Un aumento della rigidità arteriosa lo possiamo osservare anche all’aumentare dell’età. Nel 1997 Krumme e coll. hanno condotto uno studio su pazienti che avevano subito un trapianto renale e che non presentavano segni di rigetto. Questi ricercatori, in considerazione dell’utilizzo dell’IRR come marcatore precoce di danno del rene trapiantato, hanno voluto indagare i fattori che determinano modificazioni dell’IRR, per definire in maniera migliore quali fossero i pazienti da considerare a rischio di rigetto; hanno evidenziato che la correlazione più importante si verifica tra IRR e valori di compliance vascolare e di età del soggetto ricevente, mentre gli stessi valori, se considerati nel donatore, non hanno alcuna influenza sull’IRR stesso. Questa evidenza, unita al fatto che nella popolazione arruolata non era stato possibile mettere in correlazione l’IRR con i valori di filtrazione glomerulare, ha spinto Krumme e coll. a suggerire che l’IRR possa servire da indice efficace nell’identificare il rigetto di un trapianto renale solo se vengono considerati i suoi cambiamenti nel tempo e non come valori assoluti. Infatti, essendo la rigidità arteriosa variabile da soggetto a soggetto, a seconda di età e comorbilità, non è possibile stabilire a priori quali valori debbano essere considerati patologici.

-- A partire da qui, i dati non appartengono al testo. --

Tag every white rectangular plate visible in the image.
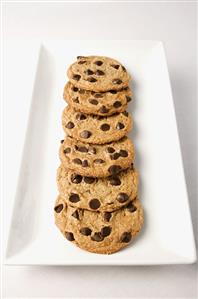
[5,40,196,265]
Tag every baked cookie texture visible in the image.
[67,56,130,92]
[63,82,132,116]
[54,196,144,254]
[62,106,132,144]
[59,136,135,177]
[57,165,138,212]
[54,56,144,254]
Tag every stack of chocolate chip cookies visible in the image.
[54,56,143,254]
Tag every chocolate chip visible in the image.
[87,77,97,83]
[94,159,105,164]
[110,153,120,160]
[78,89,85,94]
[89,198,100,210]
[91,233,104,242]
[89,99,98,105]
[100,124,110,131]
[100,106,109,113]
[127,202,137,213]
[72,97,79,104]
[80,130,92,139]
[94,60,103,66]
[95,70,105,76]
[117,192,129,203]
[78,60,86,64]
[101,226,111,237]
[111,64,120,70]
[72,158,82,165]
[72,86,78,92]
[116,123,124,130]
[80,227,92,236]
[65,232,75,241]
[108,165,122,174]
[122,111,129,117]
[104,212,112,222]
[69,193,80,202]
[54,203,63,213]
[63,147,71,154]
[77,146,88,153]
[113,101,122,108]
[109,89,117,94]
[112,79,122,84]
[73,74,81,81]
[76,113,87,120]
[106,146,115,154]
[72,210,79,220]
[71,173,82,184]
[82,160,89,167]
[120,232,132,243]
[119,150,128,157]
[126,96,132,103]
[84,176,95,184]
[109,176,121,186]
[84,69,94,75]
[66,121,75,129]
[94,93,103,99]
[88,146,96,155]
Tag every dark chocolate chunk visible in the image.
[120,232,132,243]
[89,198,100,210]
[54,203,63,213]
[73,74,81,81]
[113,101,122,108]
[71,173,82,184]
[80,130,92,139]
[63,147,71,154]
[117,192,129,203]
[65,232,75,241]
[80,227,92,236]
[69,193,80,203]
[91,233,104,242]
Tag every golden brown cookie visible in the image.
[62,106,132,144]
[63,82,132,116]
[54,196,144,254]
[67,56,130,91]
[57,165,138,212]
[59,137,135,177]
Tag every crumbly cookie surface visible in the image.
[62,106,132,144]
[67,56,130,91]
[57,165,138,212]
[63,82,132,116]
[54,196,144,254]
[59,136,135,177]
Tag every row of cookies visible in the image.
[54,56,143,254]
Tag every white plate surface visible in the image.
[5,40,196,265]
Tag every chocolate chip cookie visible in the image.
[54,196,144,254]
[59,136,134,177]
[62,106,132,144]
[67,56,130,92]
[57,165,138,212]
[63,82,132,116]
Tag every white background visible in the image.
[3,1,197,298]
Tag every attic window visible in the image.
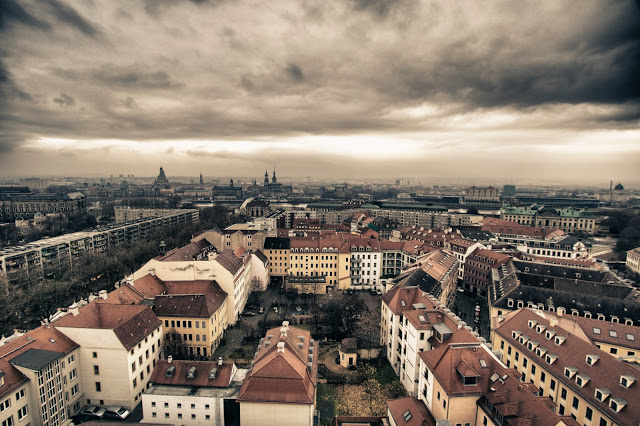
[587,355,600,365]
[609,398,627,413]
[564,367,578,379]
[620,375,636,389]
[576,374,591,388]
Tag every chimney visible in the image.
[69,302,80,317]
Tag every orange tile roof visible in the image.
[53,299,161,350]
[238,326,318,404]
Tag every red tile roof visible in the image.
[149,359,236,388]
[238,326,318,404]
[53,299,161,350]
[495,308,640,424]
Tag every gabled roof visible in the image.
[153,280,227,318]
[238,321,318,404]
[0,325,78,398]
[53,300,161,350]
[149,359,236,388]
[387,396,436,426]
[215,250,244,275]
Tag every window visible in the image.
[18,405,27,420]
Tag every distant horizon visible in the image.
[0,0,640,186]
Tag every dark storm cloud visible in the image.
[0,0,640,181]
[53,93,76,108]
[285,63,304,83]
[46,0,100,37]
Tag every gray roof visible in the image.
[11,349,64,371]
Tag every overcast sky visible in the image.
[0,0,640,186]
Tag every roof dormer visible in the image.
[594,388,611,401]
[576,374,591,388]
[564,367,578,379]
[620,374,636,389]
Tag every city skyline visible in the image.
[0,0,640,183]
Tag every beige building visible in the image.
[0,326,84,426]
[237,321,319,426]
[153,280,227,358]
[142,360,246,426]
[492,308,640,426]
[626,247,640,275]
[53,299,163,410]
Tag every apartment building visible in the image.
[0,326,84,426]
[237,321,319,426]
[52,299,163,410]
[390,249,459,306]
[462,248,516,297]
[0,209,199,275]
[142,359,246,426]
[380,284,478,396]
[492,308,640,426]
[153,280,227,357]
[418,344,577,426]
[500,204,596,234]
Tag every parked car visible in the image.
[80,405,106,419]
[104,406,129,420]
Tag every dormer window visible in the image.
[555,336,567,346]
[594,388,611,401]
[620,374,636,389]
[609,398,627,413]
[564,367,578,379]
[587,355,600,365]
[576,374,591,388]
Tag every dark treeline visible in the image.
[0,206,244,335]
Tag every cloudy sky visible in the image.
[0,0,640,186]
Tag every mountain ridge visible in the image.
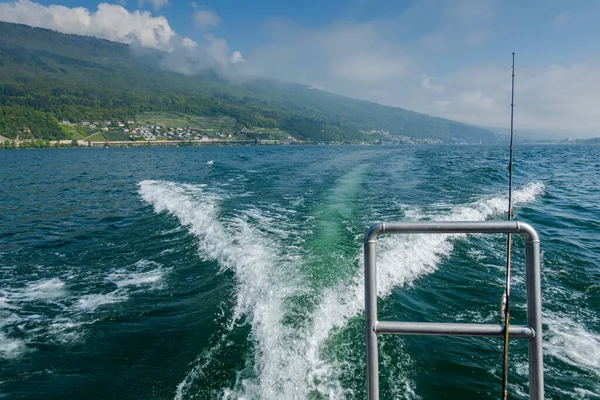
[0,22,494,143]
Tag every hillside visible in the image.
[0,22,494,142]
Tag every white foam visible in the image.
[544,314,600,376]
[298,183,544,396]
[106,260,165,288]
[144,181,543,399]
[0,332,27,359]
[77,291,128,312]
[140,181,306,399]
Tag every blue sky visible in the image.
[0,0,600,137]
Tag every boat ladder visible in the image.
[364,220,544,400]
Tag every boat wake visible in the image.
[139,180,544,399]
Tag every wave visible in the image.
[139,181,544,399]
[0,260,169,359]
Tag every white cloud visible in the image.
[194,10,221,30]
[238,0,600,136]
[0,0,176,50]
[138,0,171,11]
[0,0,244,74]
[229,51,246,64]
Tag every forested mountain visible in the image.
[0,22,493,142]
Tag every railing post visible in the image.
[365,230,379,400]
[520,223,544,400]
[364,221,544,400]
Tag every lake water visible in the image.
[0,146,600,400]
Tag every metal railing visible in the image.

La misurazione Doppler dell’IRR resta comunque auspicabile al momento del trapianto e nei successivi controlli per monitorizzare la risposta renale e stabilire una prognosi del trapianto (Krumme, 1997).

6.5 Alterazioni del compartimento tubulo-interstiziale come determinante dell’IRR

Negli anni ’90 l’IRR si è affermato come una misura semplice e poco costosa della resistenza, ma soprattutto della compliance vascolare a livello renale.

L’aumento dei valori di IRR è associato a molteplici patologie renali, come dimostrato di diversi studi, ma appare chiaro che l’incremento maggiore dei valori di IRR si ha nei pazienti che presentano patologie tubulo-interstiziali più che in quelli con patologie glomerulari.